Academic studies consistently find that such children do less well at school and at work than the offspring of cohabiting or married couples.
So how does one explain this apparent contradiction?
It may be that our expectations of family life have changed, that we are content with arrangements that would have dissatisfied our forebears.
Perhaps our optimism reflects contemporary affluence and stability rather than a confidence in the strength of family structures.
After all, increasing numbers of people - now seven out of 10 - believe that family life is generally becoming less successful, even if they are optimistic about their own.
Another possible factor is technology. Most people have access to a car or good public transport making increased distance between family members less problematic than it would have been 50 years ago.
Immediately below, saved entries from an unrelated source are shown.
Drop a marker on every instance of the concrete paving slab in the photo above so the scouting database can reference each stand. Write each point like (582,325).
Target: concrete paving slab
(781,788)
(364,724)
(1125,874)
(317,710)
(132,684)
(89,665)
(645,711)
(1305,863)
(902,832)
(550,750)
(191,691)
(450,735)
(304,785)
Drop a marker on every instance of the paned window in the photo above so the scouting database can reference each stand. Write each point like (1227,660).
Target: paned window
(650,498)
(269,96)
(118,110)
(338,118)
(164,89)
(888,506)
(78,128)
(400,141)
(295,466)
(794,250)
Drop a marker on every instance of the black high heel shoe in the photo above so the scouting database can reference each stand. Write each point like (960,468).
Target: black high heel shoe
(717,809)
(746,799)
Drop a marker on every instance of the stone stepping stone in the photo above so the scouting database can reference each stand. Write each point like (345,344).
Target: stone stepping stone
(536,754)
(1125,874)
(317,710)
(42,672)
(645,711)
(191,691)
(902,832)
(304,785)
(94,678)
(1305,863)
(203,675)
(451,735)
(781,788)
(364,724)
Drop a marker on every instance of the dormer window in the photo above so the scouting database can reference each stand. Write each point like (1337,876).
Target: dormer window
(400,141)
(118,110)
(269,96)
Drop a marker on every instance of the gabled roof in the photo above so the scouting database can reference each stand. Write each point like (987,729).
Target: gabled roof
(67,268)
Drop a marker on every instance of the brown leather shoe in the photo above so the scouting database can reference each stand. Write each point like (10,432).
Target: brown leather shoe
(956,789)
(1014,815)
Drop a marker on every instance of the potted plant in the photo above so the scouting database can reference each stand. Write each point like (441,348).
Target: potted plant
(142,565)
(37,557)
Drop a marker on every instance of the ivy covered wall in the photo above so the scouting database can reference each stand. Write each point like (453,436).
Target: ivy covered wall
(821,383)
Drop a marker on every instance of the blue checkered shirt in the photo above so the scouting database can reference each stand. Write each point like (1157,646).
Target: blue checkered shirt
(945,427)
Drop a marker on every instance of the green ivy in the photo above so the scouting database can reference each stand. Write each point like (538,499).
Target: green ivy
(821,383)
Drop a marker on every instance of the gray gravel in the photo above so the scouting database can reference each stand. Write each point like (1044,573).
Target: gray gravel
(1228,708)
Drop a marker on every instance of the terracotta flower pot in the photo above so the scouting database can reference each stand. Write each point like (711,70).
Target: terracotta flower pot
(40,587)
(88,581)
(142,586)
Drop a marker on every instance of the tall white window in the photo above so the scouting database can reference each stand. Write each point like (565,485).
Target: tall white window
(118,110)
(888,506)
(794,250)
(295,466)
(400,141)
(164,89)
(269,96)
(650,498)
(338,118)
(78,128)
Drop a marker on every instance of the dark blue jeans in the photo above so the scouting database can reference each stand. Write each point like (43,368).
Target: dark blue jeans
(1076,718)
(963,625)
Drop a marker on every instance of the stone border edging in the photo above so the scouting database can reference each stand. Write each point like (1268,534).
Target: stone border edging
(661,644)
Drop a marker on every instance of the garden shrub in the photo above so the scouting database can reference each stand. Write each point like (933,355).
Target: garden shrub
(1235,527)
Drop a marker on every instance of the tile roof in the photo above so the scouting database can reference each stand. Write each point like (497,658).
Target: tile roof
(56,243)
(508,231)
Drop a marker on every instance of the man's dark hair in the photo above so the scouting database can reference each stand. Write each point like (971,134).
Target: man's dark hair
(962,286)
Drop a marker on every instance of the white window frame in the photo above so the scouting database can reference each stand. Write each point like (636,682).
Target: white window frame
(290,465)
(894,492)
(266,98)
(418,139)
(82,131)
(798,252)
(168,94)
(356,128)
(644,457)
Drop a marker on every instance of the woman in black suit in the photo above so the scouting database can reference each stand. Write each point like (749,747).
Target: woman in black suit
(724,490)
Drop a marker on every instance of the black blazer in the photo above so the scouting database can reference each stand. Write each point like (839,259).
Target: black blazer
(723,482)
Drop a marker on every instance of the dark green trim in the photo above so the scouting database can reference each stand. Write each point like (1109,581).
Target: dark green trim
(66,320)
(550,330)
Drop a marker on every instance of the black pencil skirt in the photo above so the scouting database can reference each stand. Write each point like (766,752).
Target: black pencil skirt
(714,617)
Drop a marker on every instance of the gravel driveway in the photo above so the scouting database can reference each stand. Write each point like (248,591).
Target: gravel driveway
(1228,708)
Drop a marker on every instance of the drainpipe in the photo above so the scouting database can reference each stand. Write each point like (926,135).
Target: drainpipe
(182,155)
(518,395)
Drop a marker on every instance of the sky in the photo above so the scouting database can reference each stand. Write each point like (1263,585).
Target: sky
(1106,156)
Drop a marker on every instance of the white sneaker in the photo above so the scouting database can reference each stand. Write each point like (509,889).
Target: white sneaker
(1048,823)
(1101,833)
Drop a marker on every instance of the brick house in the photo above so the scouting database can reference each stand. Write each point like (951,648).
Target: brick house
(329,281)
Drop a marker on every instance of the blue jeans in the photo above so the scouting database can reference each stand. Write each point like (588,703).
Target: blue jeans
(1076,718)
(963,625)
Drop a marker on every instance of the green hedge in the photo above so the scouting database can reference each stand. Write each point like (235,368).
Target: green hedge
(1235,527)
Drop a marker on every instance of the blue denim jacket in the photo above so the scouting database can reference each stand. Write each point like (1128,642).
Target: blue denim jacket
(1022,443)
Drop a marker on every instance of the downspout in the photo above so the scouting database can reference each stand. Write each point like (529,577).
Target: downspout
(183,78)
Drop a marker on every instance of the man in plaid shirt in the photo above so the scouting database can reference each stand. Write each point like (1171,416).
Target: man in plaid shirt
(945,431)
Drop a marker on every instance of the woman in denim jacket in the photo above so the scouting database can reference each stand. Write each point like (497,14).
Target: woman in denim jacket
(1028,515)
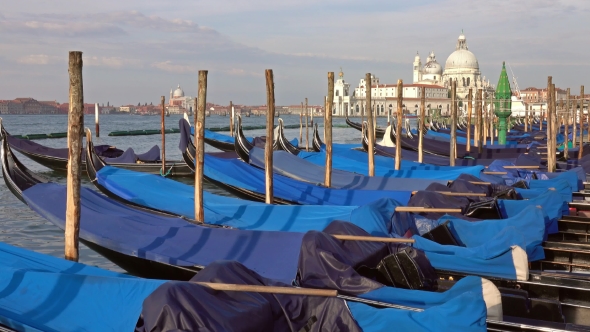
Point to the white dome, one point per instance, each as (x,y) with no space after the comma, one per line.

The ubiquitous nature of telephony - particularly mobile phones - has made family contact easier, although the internet has not yet become a major method of family communication.
In the poll less than a third of internet users said they used it to contact their family every week and only 8% made contact every day.
Perhaps the most intriguing explanation for the up-beat view of family life discovered in this poll is that it reflects the increasing importance we place upon it.
The global fascination with genealogy and family trees may stem from the same psychological need to understand who we are in a world where identities can easily become blurred.
Despite the changing nature of family life, perhaps we value those ties more than ever.